Nothing to Fear But Fear Itself

AMERICAblog is linking to a news story in which it is revealed that economic issues and health care are taking priority as the issues that matter to Americans during this election cycle. Voters are concerned that the middle class is disappearing and that America is increasingly divided between the rich and the poor.

The fact that voters are waking up to economic reality in this country is good news for Democrats, but The Scanner points out that the left could still be in trouble unless it comes up with a comprehensive and comprehensible message:

So why do I say that the new progressive movement is fucked? Because they have no ideology. They lack any semblance of a creed. Now, naturally, the progressives would vigorously dispute this. Of course we have a creed! We believe in universal healthcare, combating global warming, protecting the right to abortion… [etc., ad infinitum] But that’s not a creed, it’s a list of policies. And of course, what happens when you have only a list of policies as your lodestar is that crafty politicians come along who loudly proclaim to embrace your goals before quietly vitiating them with a lobbyist’s scalpel and reams of fine print.

I agree that the absence of ideology within the Democratic party is a serious problem, and I propose that the basis for forming a new ideological message should be socialism. That’s right: socialism.

At its core, socialism is about democracy. Socialism takes the principle that people should govern themselves and extends it to the economy, so that those who are impacted the most by economic decisions (i.e., the working and middle classes) have a proportional role in making those decisions. It takes economic decisions out of the hands of a few, very wealthy people and puts them in the hands of the people or, sometimes, their elected representatives. Socialism moves beyond democratic government and proposes a democratic economy as well.

The most successful Democratic president of the twentieth century, Franklin Roosevelt, was a pseudo-socialist. The New Deal, especially as initially proposed, was an inherently socialistic policy aimed at public regulation and in some cases outright control of the means of production. The possibility of further socialist reform was halted by the cold war and subsequent propaganda that lumped democratic socialism in with authoritarian communism. Even as we fought authoritarian communism alongside democratic socialist governments in Western Europe, politicians here at home refused to accept any differentiation between democratic socialism and authoritarian communism.

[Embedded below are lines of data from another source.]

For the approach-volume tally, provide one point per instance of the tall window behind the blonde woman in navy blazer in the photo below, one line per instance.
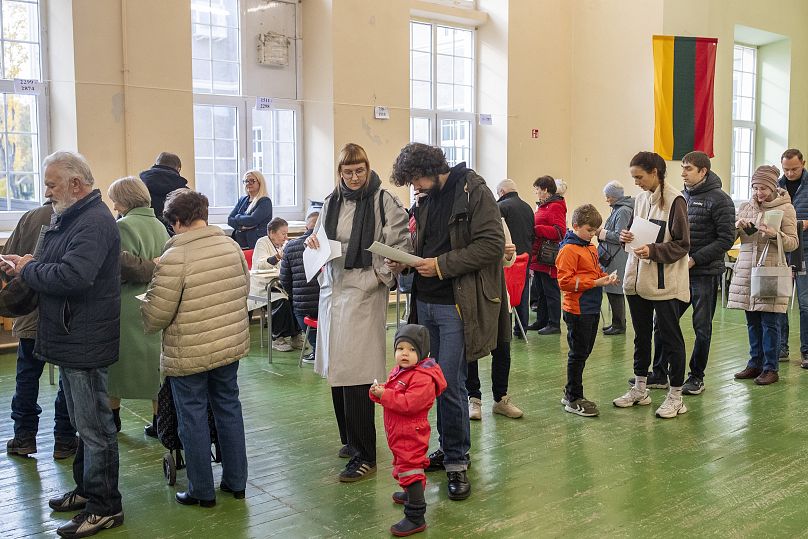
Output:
(230, 135)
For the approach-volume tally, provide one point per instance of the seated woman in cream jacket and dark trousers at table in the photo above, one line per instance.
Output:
(267, 256)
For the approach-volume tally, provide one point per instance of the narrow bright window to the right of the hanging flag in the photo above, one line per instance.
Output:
(744, 122)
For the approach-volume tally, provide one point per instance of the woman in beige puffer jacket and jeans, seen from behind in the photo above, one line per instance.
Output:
(198, 297)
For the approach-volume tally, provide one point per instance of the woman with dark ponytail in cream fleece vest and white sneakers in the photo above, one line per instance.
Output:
(657, 282)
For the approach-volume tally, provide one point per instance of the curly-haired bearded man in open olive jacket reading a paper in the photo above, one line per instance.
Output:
(458, 290)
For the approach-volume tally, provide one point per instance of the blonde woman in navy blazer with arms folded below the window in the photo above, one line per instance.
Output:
(253, 211)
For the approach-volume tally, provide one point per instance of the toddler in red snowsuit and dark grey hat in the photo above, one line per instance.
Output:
(407, 397)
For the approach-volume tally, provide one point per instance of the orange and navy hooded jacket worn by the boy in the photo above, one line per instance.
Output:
(578, 267)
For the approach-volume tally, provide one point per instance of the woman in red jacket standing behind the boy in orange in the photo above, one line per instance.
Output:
(550, 225)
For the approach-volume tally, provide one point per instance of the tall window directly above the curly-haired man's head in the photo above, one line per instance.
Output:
(442, 62)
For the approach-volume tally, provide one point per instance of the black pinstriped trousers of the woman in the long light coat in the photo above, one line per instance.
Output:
(355, 419)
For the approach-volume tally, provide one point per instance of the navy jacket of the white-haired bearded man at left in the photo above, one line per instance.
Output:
(78, 277)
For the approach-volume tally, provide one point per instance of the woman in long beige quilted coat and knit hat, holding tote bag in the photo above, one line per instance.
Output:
(761, 313)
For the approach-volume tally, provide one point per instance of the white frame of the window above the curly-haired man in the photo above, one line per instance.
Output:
(435, 115)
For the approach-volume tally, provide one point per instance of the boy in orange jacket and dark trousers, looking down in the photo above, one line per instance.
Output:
(580, 277)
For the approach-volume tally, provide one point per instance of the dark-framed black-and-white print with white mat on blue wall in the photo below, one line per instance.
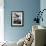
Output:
(17, 18)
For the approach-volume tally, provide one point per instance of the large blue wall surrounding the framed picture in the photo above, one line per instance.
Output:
(30, 7)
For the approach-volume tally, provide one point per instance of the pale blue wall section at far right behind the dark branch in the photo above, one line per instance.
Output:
(43, 6)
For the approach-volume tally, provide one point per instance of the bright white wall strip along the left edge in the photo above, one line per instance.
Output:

Now, with a new generation rising that was born at the end of or after the cold war and certainly after most of the extreme anti-socialist propaganda had gone out of style, and with a previous generation that didn’t buy into it in the first place thanks to capitalist debacles like Vietnam, it is now possible once again to pursue socialist reforms. It is possible to talk to voters about democratic management of the economy without being demonized as Stalinists. This is exactly what today’s Democratic party should have the courage to do.

The Democratic party shouldn’t just talk about health care, fair trade, etc. It needs to talk about the values that lead us to work toward universal health care, fair trade, and other reforms. We work toward universal health care because we believe that public management of the health care industry is necessary to ensure that the poor and middle class, and not just the rich, have the health care they need, because all people have a right to health care. We work toward fair trade because we believe it’s wrong for the rich to profit by exporting American jobs overseas because there they are able to produce cheaper goods on the backs of abused foreign workers.

We need, once again, to talk to the American people about economic and social justice not just in terms of convenience, but in terms of morality. It is profoundly immoral to have so much wealth concentrated in the hands of a few while the many suffer, both here at home and abroad. People today are receptive to this message and will not listen to the fear-mongering of the right. People will not dismiss such moral discussion as communism, for communism is dead, we have prevailed in the cold war, and people now see that America cannot and will not become a communist dictatorship. People are ready for an economy that is democratically managed for the benefit of all the American people, and not just the wealthiest among us.

But we can’t begin this new socialist project unless Democratic politicians are willing to be bold and imaginative. They must stop heeding the warnings of right-leaning interests like the Democratic Leadership Council to be cautious, for it has been this kind of cautiousness encouraged by the right-leaning fringe of our party that has lost us two elections. They must be bold, they must speak out strongly in favor of the middle and working classes, and they must reveal Republican capitalism for what it is: an ideology that favors the rich and seeks to keep all wealth, and thus all power, in their hands. Democrats today must remember the words of Franklin Roosevelt:

First of all, let me assert my firm belief that the only thing we have to fear is fear itself – nameless, unreasoning, unjustified terror which paralyzes needed efforts to convert retreat into advance.

This is exactly the kind of terror that the right has been fomenting for decades to prevent economic reform, and again and again Democrats have given into this fear. It is time to end the paralysis, time to stop fearing the Republican fear-mongering, and time to stand up and boldly declare that we will take back the American economy and make it a system that is of the people, by the people and for the people.